Except, of course, this kind of thinking is completely elitist and narrow because there are people who do these kinds of jobs as careers. Millions of people across the U.S make their livings as waiters, retail workers, fast food workers. Maybe a wedding dress consultant isn’t that clear cut of an example because it’s not necessarily the kind of thing you’d do in high school or college (if Say Yes to the Dress taught me anything, it’s that wedding dress consultants are prim and proper Southern debutant types), but it’s also not the kind of job I imagined someone making a career out of. Anyway, I’m not really sure what my thoughts are about this or what I’m trying to say, maybe just that you rarely hear people say I want to a waitress when I grow up, I want to work in a movie theater until I retire, I want to fold men’s apparel all day long.

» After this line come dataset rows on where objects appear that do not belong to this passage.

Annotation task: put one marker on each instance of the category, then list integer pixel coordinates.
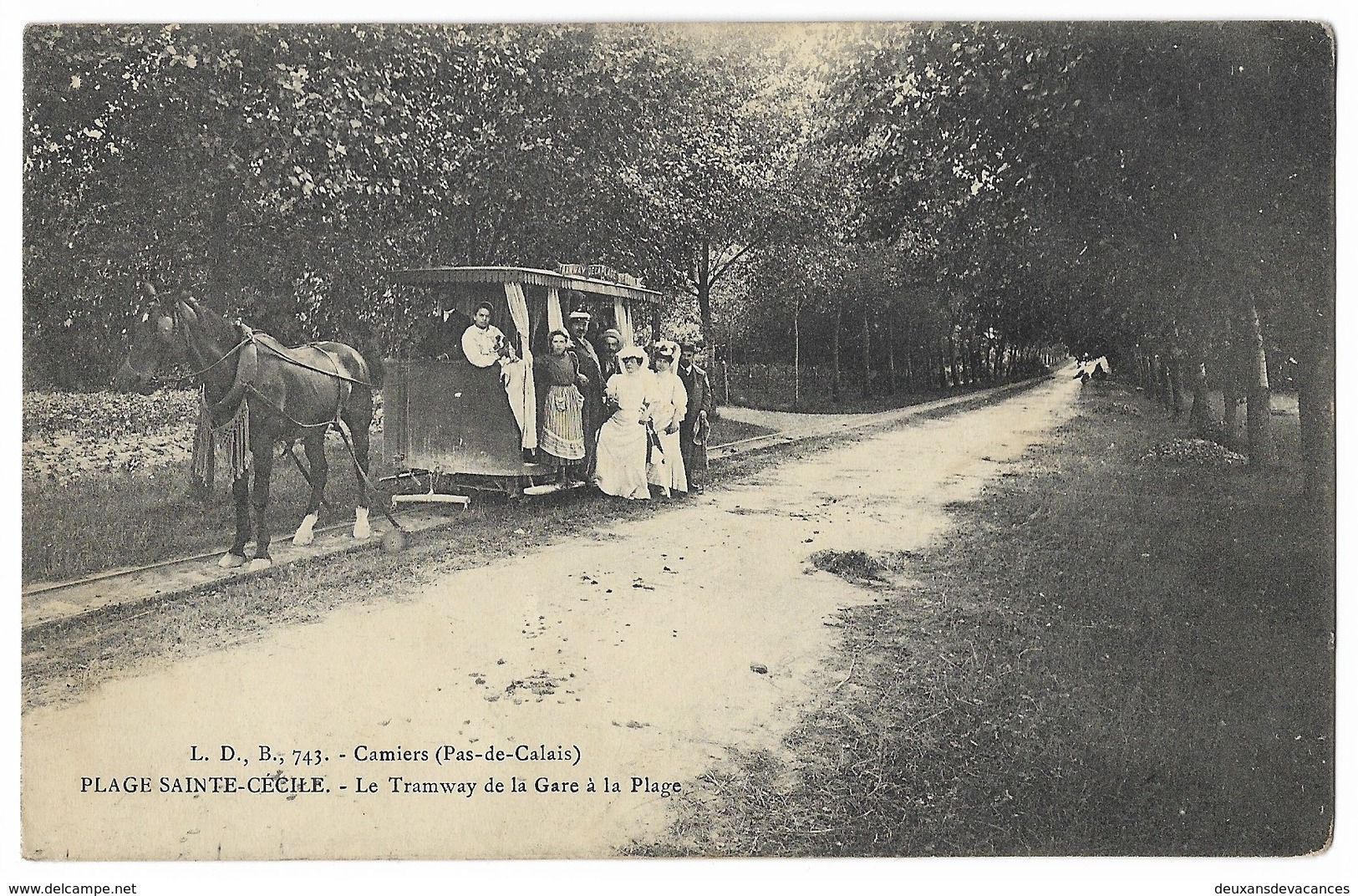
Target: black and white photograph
(903, 440)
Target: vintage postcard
(678, 440)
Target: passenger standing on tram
(587, 361)
(695, 426)
(485, 345)
(623, 440)
(667, 413)
(560, 404)
(443, 339)
(482, 343)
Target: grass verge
(113, 519)
(1108, 656)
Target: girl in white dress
(621, 469)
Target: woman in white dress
(621, 467)
(667, 411)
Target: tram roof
(532, 276)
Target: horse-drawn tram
(460, 409)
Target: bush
(101, 415)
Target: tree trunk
(1316, 411)
(1259, 413)
(1177, 379)
(834, 354)
(952, 356)
(891, 357)
(867, 356)
(705, 291)
(1201, 415)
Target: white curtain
(623, 318)
(523, 398)
(554, 319)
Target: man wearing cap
(587, 361)
(693, 430)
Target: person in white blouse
(669, 406)
(482, 343)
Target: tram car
(460, 409)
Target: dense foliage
(910, 206)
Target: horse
(258, 393)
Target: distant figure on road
(693, 430)
(1096, 368)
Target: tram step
(430, 498)
(553, 486)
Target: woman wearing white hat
(621, 466)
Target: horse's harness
(228, 406)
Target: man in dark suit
(694, 430)
(587, 361)
(610, 343)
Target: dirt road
(636, 656)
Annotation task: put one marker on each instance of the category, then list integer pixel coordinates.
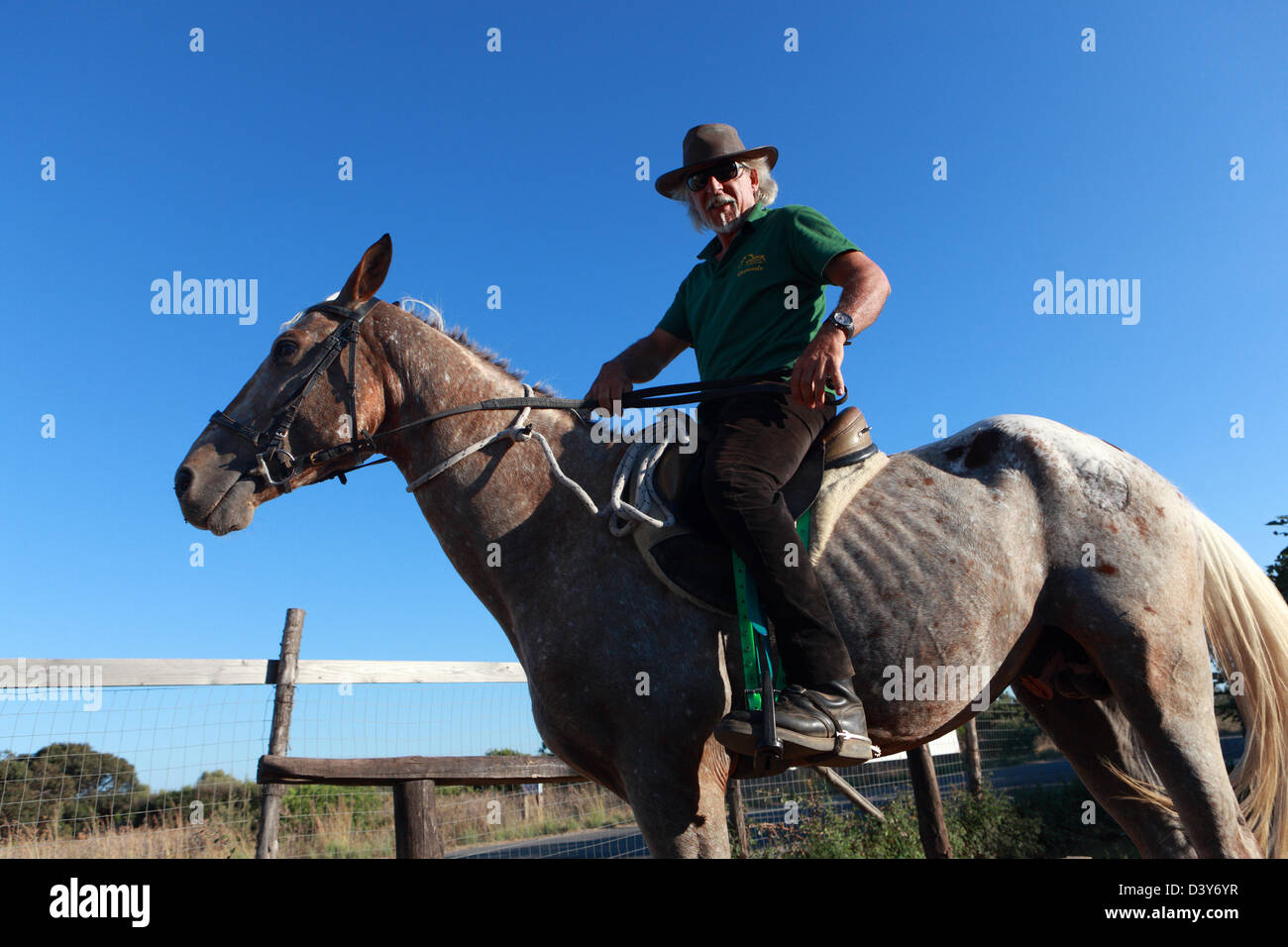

But I was thinking that the whole idea of people making a career out of these jobs society tends to see as stepping-stone jobs would make for an interesting This American Life Episode. I know about the career lawyer, politician, non-profit worker, therapist, teacher, police officer, IT worker, banker, consultant, etc, but what about the career waiter? Women’s apparel sales person? Pizza delivery person? Lifeguard? Is there something touching, beautiful and meaningful in that kind of choice or is that just me romanticizing something that shouldn’t be romanticized? Either way, I’d love to hear about the life and times of a career lifeguard or career nanny. And not just the stories of people who got their by accident or by circumstance; I’d also want to hear about people who truly love and enjoy jobs that we as a society tend to view as temporary, in-between type gigs. I guess I hear so much about these fancy, high-paying, high-tech jobs that I sometimes forget there are Dorises too, and that’s probably a problem. Anyway, maybe I’ll write more about this later. Maybe my fantasy trip across America can include interviews and in-depth profiles of people working “stepping stone” jobs.